Il intercepta mon regard dans lesquels se mélangeaient la peur et la tristesse.
-- Mais maintenant je les regrette. Si j’avais su que j’affronterais ce gars un jour…
Par « ce gars », il me désignait.
-- Tue-moi, si tu veux, conclut-il. Je ne suis plus sûr de mériter la vie.
Daphkarny observa tout à tour mon regard devenu noir et le sportif offrant son cou. Finalement, elle rengaina son sabre. Dans un long soupir, elle partit.
-- Hé, la tsundere ! Attends !
-- Quoi encore ?
-- Je ne te comprends pas. Tu n’arrêtes pas de changer d’avis…
-- Et alors ? Tu n’as pas besoin de me comprendre.
-- Tu me crois aveugle ? Je sais qu’au fond de toi, tu as envie qu’on fasse équipe. Pas vrai ? Tu es venue assister à mon combat, et tu as voulu m’aider quand il s’est fini par une défaite.
Elle tressaillait, je m’en rendis compte un peu tard.
-- Je ne te comprends pas non plus, dit-elle.
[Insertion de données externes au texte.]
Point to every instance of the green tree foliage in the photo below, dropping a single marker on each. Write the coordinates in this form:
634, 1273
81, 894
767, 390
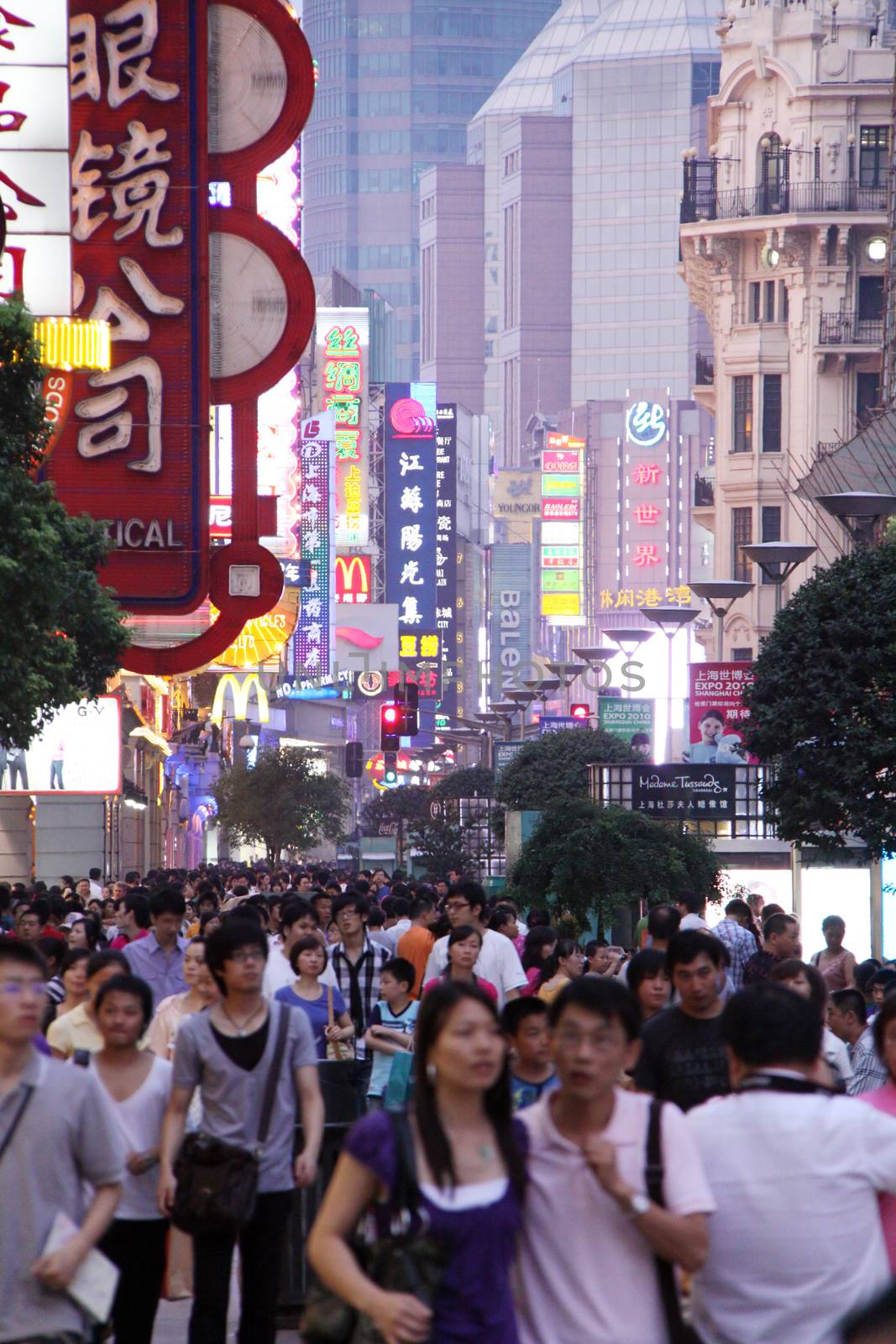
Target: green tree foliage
553, 768
824, 706
65, 633
587, 860
281, 803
Qui es-tu pour inspirer une telle confiance chez les gens, malgré ta nature ?
-- Je te dirais si tu me racontes d’abord ton histoire.
-- Je suis évangéliste, c’est une branche du protestantisme. Tu le sais sûrement, chaque religion a sa face cachée, celle de l’exorcisme de l’ennemi, plus ou moins apparente en fonction de l’époque et de la doctrine. C’est ainsi qu’on s’est retrouvé avec l’Inquisition catholique au XVe siècle…
-- Je vois…
-- J’ai été choisie comme le pont qui relie l’Ange Aerel au Monde des Humains, ce qui équivaut à dire que je suis la prêtresse la plus importante de ma religion. Mais moi, je n’ai jamais voulu ça… Alors, j’ai fui. Quand j’ai vu que toi, tu faisais face à ton destin comme ça, je me suis dit que je ne pouvais plus me cacher plus longtemps. Et puis, tu as été dans l’embarras, et je t’ai sauvé. Mais… je ne sais pas quoi penser. On m’a toujours dit que les Démons sont le mal, qu’il ne fallait pas leur parler. Pourtant, je n’ai pas l’impression que tu sois une mauvaise personne… Explique-moi, s’il te plaît.
-- Si j’étais un vrai Démon, tel qu’on les voit en religion, tu commettrais une grande erreur. C’est le propre du Démon de pervertir celui qui l’écoute.
Nous nous étions assis. Dès que j’eus fini, elle tenta de s’enfuir ; j’agrippai son bras.
-- Je ne suis pas un Démon à proprement parler, rassurai-je. Plutôt… un être intermédiaire. C’est compliqué ; mais je te garantis que je témoignerais ce que je sais et que je ne déformerais rien.
-- D’accord. De toute façon, au point où j’en suis…
-- Je… Désolé, mais je ne peux pas te dire ce que je suis réellement. Rappelle-toi juste que je ne suis ni un Démon, ni un Ange. Je suis du côté de la justice.
Elle baissa la tête. Son regard se perdit dans le bitume de la cour, jusqu’à qu’elle arrive à une décision qui sortit ses yeux du flou :
-- Allions-nous. Je ne veux pas que mon pouvoir soit inutile ; je veux aider.
Nous nous saluâmes après cet accord. Il était temps pour moi d’aller me coucher. Demain, lorsque j’inspecterais le lycée, je serais épaulé, et cela me comblait.